Tuesday, January 14, 2014

14 January 2014




Questions of theodicy, the resolution of the problem of evil by reconciling the traditional divine characteristics of omnibenevolence, omnipotence, and omniscience with the occurrence of evil or suffering in the world begins here.  Evil enters the world right here, through the eating of the tree of the knowledge of good and evil in disobedience to God.  In Genesis 1 God spoke and it was so.  Right up to now all things were according to plan and His will.  Disobedience enters the world and the world is cursed.  How then to reconcile this world to the way things ought to be?  God knew in advance this would happen.  He had a plan before the beginning of the world to redeem it in Jesus.  His other option would have been not to create wouldn't it?  He could now adjust on the fly and destroy these two and start with new man again and again until one didn't disobey.  When you limit yourself by not destroying your own creation and allowing sinful man to continue, you limit your options in many ways.  If He punished all sin by bringing immediate death there would be no mankind to observe and ask the questions of how could a good God allow evil.  As it is should we not rather ask the question of why anything good ever happens or why more bad things don't, given the reality of sin in our own lives?  Questions of theodicy deny that basic reality that we are sinful and deserving of wrath and make us out to be the righteous judge of God.

Jesus will later aver that John was indeed Elijah, the forerunner from Malachi 4 who will prepare the people for the coming of Messiah.  John, however, does not lift himself up to such heights, he is no more than a voice crying in the wilderness, prophesied by Isaiah who will prepare the way for Jesus.  The baptism of John was preparatory to the baptism of the Holy Spirit which will come in Jesus.
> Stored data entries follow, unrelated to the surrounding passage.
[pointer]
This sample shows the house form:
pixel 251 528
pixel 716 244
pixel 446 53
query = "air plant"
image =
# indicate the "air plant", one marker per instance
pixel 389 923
This baptism was to prepare a people who have dealt with sin and are pursuing righteousness so that when Messiah comes they will be prepared to greet him with joy.  God has always had a remedy for sin, beginning with Genesis 3.  In some ways we could argue that continuing to live in a sinful and broken world is punishment, our own sort of purgatory from which death is the great release if we believe in Jesus.

It was Jewish tradition that the giving of the Law on Sinai was accompanied by angels as Paul mentioned in the letter to the Galatians.  If that witness about God's will was followed rigorously then this one, attested by more than one man and verified by the many miracles and signs wrought by Jesus, should be accepted with even more faith.  The Scriptures attest that Messiah will be, for a little while, lower than the angels, but then will rule over all things.  If, then, Jesus is Messiah, He is no longer lower than angels in any way and therefore should be worshiped and obeyed as superior to them.  Evil was overcome by Jesus.  The answer to questions of theodicy goes back to the cross, God didn't spare His Son from the suffering of this world in order to redeem the world and give us assurance that this doesn't last forever, it isn't the final word.